Thursday, 27 November 2014

Some semi-random musings on evidence-based vs conclusion-based genealogy...

So I guess I am now taking a bit of a "study break" while I (try to) learn a bit more about genealogical standards and best practices, specifically "evidence-based genealogy". My early forays into this field have been quite interesting.

Apparently there seems to be two main approach with genealogy, known as Evidence-based genealogy and Conclusion-based genealogy. Most well-known genealogical software is conclusion-based - users enter facts/events with associated sources proving these "conclusions" and usually only one fact exists for each event in the person's life. For example, a person in a genealogy database will (usually) only have one birth date listed and sources supporting this date will be referenced. If conflicting evidence should arise, the date for the event might be adjusted, and sources added/removed, but the working premise is that there is "one true date" (or date range) for the date of birth and that is that.

Evidence-based genealogy takes a different approach. An evidence-based genealogists will locate as many sources for an event and will list conflicting versions separately. So a person might have several different birth dates - one sourced from a parish register, one (or more) from census data, one from a death certificate, and so on. Studying the various sources and their assertions, one date might be favoured over the others and labelled as a preferred date, but the other dates are all recorded for that person. Of course the preferred date isn't just plucked out randomly, it must be supported by the evidence and a well-reasoned argument is used to support this claim. While it is possible to use "traditional" genealogy software to record these extra dates, they can be a bit cumbersome when used this way.

As a side note: Maybe my understanding of these terms is flawed, but I don't think they have been appropriately named. To my way of thinking, the monikers "Evidence-based" and "Conclusion-based" should be referring to the same thing - using various pieces of evidence to form a reasoned conclusion. I personally don't like the name "Conclusion-based genealogy" - it just doesn't seem to fit, but I will continue to use it until a better name comes up.

My approach to date has been a mishmash of these two methodologies. I have been searching for all the sources I can lay my hands on and attaching them to the relevant events for the people in my family tree. Where sources contradict one another, I have tried my best to understand, explain and resolve these conflicts and have included notes explaining my conclusions. But I have felt constrained by the software I have used, or to put it another way, coerced into a certain way of thinking which just doesn't feel right.

One of my issues with "conclusion-based" software is what happens when you discover a source (or group of sources) relates to a different person. I have encountered this many times and it has been a pain to correct in every genealogy tool I have used to date.

All traditional genealogy packages are (in my mind at least) too closely coupled to the GEDCOM standard. Now I am all for standards - they help make interoperability easier and can allow for easy data migration from one tool to another - but GEDCOM is nearly 20 years old and hasn't adapted to well over the years.

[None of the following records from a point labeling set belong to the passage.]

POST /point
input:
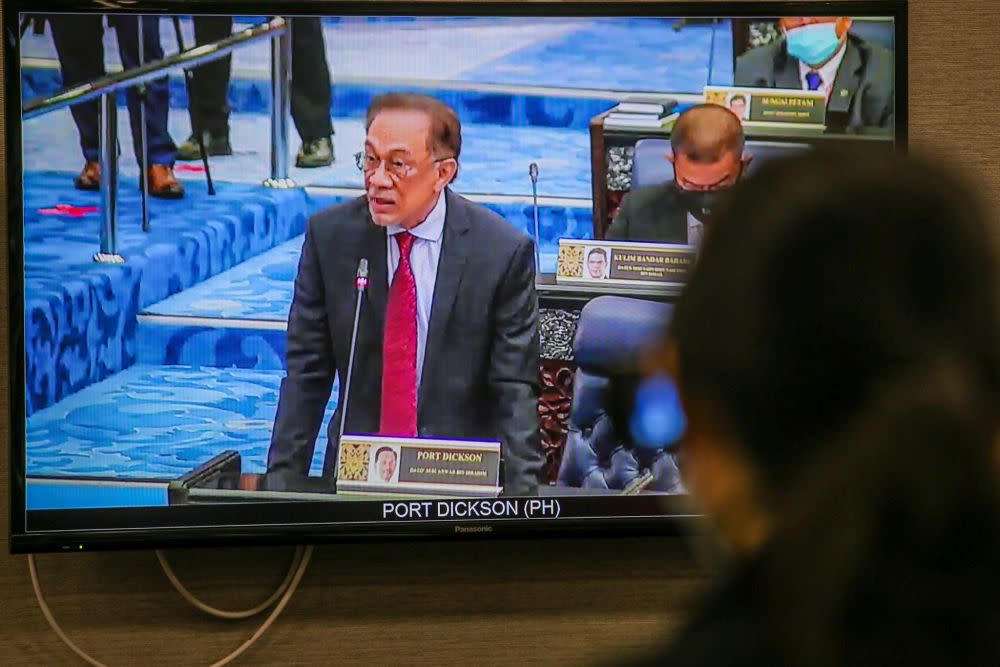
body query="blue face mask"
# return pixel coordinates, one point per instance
(813, 44)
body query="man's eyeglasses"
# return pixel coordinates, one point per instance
(397, 168)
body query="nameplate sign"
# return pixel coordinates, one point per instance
(624, 263)
(772, 107)
(381, 465)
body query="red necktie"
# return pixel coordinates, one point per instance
(399, 348)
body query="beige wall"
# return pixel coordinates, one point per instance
(470, 602)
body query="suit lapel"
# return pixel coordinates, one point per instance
(848, 80)
(372, 247)
(451, 266)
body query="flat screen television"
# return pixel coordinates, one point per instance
(221, 225)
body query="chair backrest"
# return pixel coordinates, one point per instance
(612, 334)
(882, 33)
(651, 167)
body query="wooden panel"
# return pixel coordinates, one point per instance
(542, 602)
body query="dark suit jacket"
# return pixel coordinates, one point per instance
(480, 374)
(863, 94)
(654, 213)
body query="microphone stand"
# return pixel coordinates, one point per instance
(142, 94)
(533, 174)
(361, 283)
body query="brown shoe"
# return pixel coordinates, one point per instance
(90, 177)
(163, 183)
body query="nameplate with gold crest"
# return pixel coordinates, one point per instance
(772, 107)
(419, 467)
(623, 263)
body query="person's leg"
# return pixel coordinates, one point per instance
(162, 150)
(78, 41)
(311, 93)
(208, 96)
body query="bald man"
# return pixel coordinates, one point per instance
(706, 150)
(820, 53)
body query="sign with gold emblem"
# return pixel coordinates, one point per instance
(772, 107)
(623, 263)
(419, 467)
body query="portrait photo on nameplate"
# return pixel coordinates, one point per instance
(623, 263)
(417, 467)
(772, 107)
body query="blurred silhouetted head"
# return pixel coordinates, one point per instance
(837, 350)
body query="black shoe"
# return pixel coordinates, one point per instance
(215, 145)
(90, 177)
(315, 153)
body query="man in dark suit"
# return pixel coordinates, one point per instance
(819, 53)
(707, 154)
(448, 342)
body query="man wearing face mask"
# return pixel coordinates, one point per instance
(707, 155)
(820, 53)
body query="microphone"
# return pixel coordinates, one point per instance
(533, 175)
(360, 282)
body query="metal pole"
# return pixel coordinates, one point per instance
(109, 182)
(141, 93)
(281, 61)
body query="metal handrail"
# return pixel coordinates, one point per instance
(278, 30)
(112, 83)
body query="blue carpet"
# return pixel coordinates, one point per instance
(494, 158)
(45, 494)
(448, 57)
(160, 422)
(630, 54)
(80, 316)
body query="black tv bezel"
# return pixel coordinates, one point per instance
(105, 533)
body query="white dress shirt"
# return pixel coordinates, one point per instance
(827, 73)
(424, 255)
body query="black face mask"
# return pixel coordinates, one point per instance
(701, 203)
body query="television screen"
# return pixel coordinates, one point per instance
(322, 274)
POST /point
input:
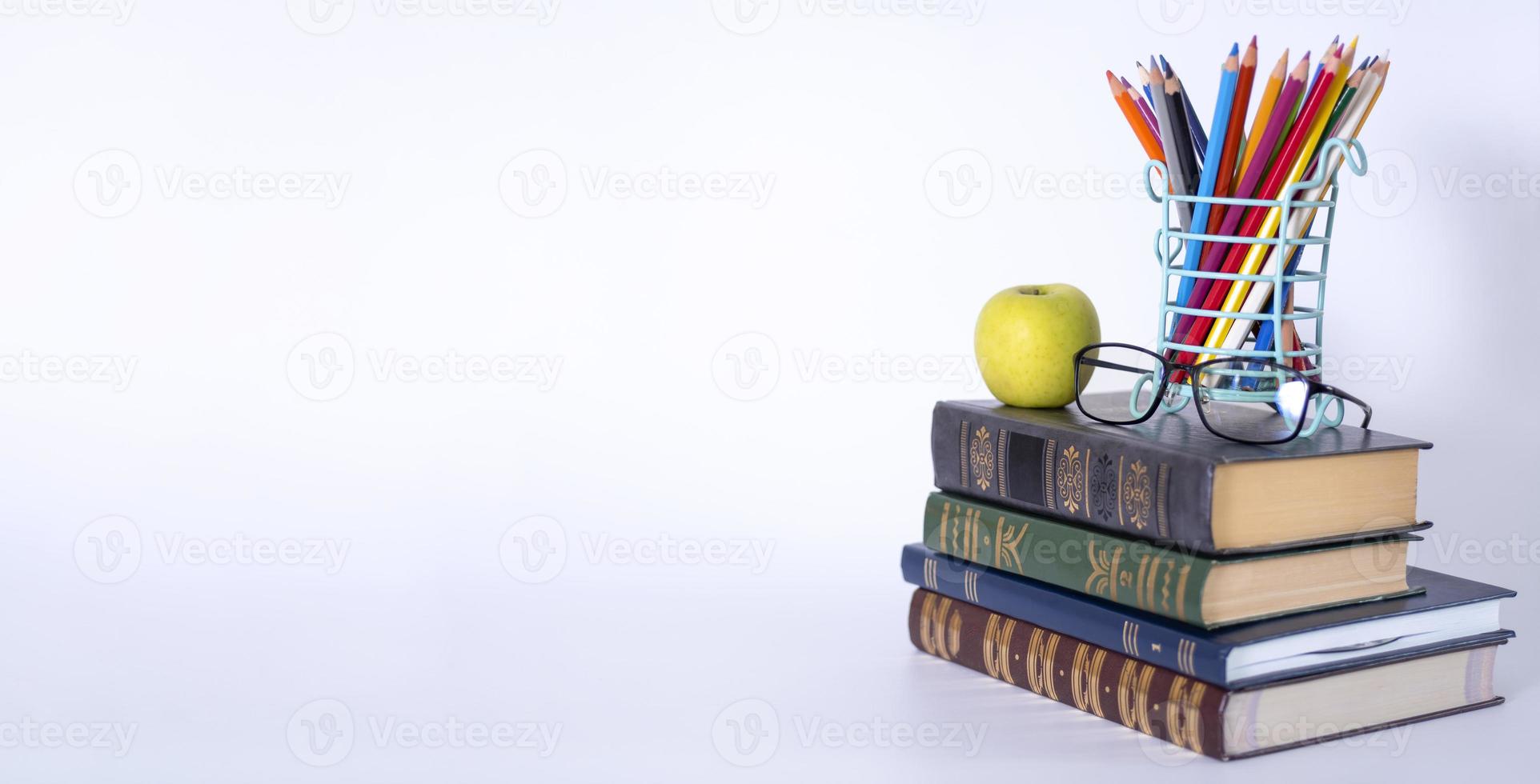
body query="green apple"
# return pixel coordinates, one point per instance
(1026, 342)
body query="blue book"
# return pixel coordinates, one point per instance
(1448, 612)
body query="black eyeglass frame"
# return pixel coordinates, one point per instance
(1193, 379)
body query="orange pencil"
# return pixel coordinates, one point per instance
(1131, 113)
(1269, 96)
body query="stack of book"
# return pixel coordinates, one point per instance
(1226, 598)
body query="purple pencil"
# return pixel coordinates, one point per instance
(1214, 254)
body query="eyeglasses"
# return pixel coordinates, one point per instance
(1251, 401)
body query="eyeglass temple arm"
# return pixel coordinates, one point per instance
(1334, 392)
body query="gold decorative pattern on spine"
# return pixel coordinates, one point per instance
(940, 627)
(1049, 449)
(1041, 647)
(1131, 638)
(963, 454)
(1181, 592)
(1134, 695)
(1185, 714)
(981, 458)
(1006, 541)
(1085, 678)
(1071, 481)
(1000, 461)
(997, 647)
(1120, 494)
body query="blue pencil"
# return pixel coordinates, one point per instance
(1200, 211)
(1200, 141)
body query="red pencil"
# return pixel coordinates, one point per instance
(1253, 176)
(1256, 214)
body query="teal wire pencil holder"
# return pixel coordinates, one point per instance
(1291, 274)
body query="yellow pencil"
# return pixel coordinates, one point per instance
(1269, 226)
(1269, 96)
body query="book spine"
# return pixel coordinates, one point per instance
(1151, 700)
(1129, 572)
(1140, 635)
(1134, 489)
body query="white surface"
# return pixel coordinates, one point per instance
(238, 424)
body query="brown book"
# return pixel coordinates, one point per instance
(1205, 718)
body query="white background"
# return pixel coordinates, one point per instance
(660, 422)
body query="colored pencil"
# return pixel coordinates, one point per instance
(1175, 181)
(1350, 126)
(1251, 179)
(1229, 73)
(1314, 119)
(1254, 216)
(1269, 96)
(1200, 141)
(1135, 119)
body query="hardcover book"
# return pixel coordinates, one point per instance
(1445, 610)
(1209, 720)
(1165, 581)
(1173, 481)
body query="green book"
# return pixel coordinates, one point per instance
(1201, 590)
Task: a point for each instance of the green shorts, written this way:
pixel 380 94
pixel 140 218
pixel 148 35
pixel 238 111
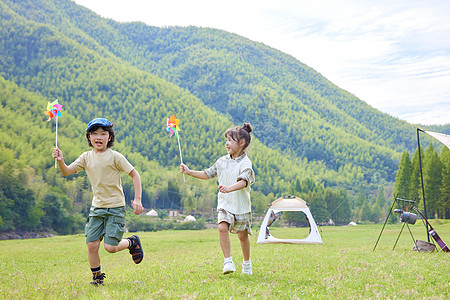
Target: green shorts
pixel 105 222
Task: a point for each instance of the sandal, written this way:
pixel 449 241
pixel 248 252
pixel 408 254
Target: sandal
pixel 137 254
pixel 98 280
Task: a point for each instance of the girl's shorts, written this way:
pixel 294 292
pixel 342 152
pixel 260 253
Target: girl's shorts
pixel 237 223
pixel 108 223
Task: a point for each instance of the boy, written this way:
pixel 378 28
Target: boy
pixel 107 214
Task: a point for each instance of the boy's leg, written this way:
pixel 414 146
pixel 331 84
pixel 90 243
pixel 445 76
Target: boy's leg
pixel 224 238
pixel 123 244
pixel 245 244
pixel 93 255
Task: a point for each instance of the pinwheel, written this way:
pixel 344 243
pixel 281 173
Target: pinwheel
pixel 173 127
pixel 54 111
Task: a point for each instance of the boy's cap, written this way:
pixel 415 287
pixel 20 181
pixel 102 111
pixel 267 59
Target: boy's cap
pixel 98 122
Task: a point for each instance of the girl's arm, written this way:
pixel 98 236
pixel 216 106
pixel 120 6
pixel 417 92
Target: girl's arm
pixel 65 170
pixel 234 187
pixel 137 202
pixel 197 174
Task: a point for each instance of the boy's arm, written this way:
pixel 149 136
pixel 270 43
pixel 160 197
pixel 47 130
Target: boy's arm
pixel 137 202
pixel 65 170
pixel 197 174
pixel 234 187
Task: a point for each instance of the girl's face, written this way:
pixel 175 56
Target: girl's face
pixel 234 148
pixel 99 140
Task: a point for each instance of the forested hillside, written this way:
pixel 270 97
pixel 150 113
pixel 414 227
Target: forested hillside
pixel 310 137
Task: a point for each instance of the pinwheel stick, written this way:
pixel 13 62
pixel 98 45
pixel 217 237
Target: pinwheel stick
pixel 56 142
pixel 181 156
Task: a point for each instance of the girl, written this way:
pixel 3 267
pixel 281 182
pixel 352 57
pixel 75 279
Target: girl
pixel 235 175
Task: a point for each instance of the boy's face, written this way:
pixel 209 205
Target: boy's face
pixel 99 139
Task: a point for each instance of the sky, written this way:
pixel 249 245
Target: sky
pixel 392 54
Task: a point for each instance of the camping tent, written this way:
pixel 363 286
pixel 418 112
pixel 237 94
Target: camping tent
pixel 288 203
pixel 190 218
pixel 152 213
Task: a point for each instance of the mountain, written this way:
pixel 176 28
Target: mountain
pixel 305 128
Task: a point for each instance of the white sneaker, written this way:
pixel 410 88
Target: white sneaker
pixel 228 267
pixel 247 268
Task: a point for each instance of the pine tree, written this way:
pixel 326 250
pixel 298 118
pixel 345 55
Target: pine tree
pixel 381 201
pixel 432 180
pixel 444 203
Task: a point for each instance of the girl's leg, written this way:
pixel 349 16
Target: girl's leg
pixel 245 244
pixel 224 238
pixel 93 255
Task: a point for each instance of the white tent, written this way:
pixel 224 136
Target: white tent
pixel 152 213
pixel 288 203
pixel 189 218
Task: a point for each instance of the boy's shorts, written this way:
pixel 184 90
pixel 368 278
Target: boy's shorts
pixel 238 223
pixel 108 223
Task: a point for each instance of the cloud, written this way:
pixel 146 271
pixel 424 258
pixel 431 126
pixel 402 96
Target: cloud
pixel 392 54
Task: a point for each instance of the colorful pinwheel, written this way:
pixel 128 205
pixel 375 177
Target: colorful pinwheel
pixel 173 126
pixel 54 111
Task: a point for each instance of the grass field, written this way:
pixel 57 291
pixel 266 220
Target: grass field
pixel 188 265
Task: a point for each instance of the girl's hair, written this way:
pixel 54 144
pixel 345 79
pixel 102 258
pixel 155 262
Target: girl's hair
pixel 109 128
pixel 238 133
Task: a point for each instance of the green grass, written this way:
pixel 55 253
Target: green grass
pixel 188 264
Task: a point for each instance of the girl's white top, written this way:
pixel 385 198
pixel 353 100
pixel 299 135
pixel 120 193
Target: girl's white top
pixel 229 171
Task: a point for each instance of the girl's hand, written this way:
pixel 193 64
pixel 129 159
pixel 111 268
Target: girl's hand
pixel 184 168
pixel 57 154
pixel 137 206
pixel 224 189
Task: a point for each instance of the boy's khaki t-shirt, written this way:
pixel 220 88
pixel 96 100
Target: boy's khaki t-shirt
pixel 103 170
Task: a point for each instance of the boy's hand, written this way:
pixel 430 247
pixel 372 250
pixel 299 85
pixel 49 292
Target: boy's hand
pixel 137 206
pixel 184 168
pixel 224 189
pixel 57 154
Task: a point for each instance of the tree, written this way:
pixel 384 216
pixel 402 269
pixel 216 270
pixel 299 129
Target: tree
pixel 403 178
pixel 432 180
pixel 444 202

GEDCOM is based around the concepts of Person, Event, and Source. There is also very rudimentary support for the concept of a Location and a Family, which is a collection or Persons, comprising of two parents and zero or more children. Basically it boils a family tree down to Persons, Events and Sources and that is how most genealogy programs are structured.

I have used and evaluated a number of different genealogy programs and just about every program starts with a person, to which you attach a series of events (both, baptism, death, etc) and for each event you attach one or more sources. The way these programs are designed, it encourages the user to start with a person and create events for that person and then attach sources to the events. I find this to be somewhat backwards. I start with a person and an event such as their date of birth for sure, then I locate sources, but the sources really drive the process for me. I locate all the relevant sources and try to extract as much information as I can from them. A birth certificate for example relates to more than a single person - you will also have the parents listed on the birth certificate and possibly other siblings will be named too. You are also likely to get an address or location for the family's residence along with the occupations of one or both parents and possibly even ages for the parents and siblings. So one source can provide details of multiple events for multiple people. And that to me seems to be the key difference between the two genealogical approaches.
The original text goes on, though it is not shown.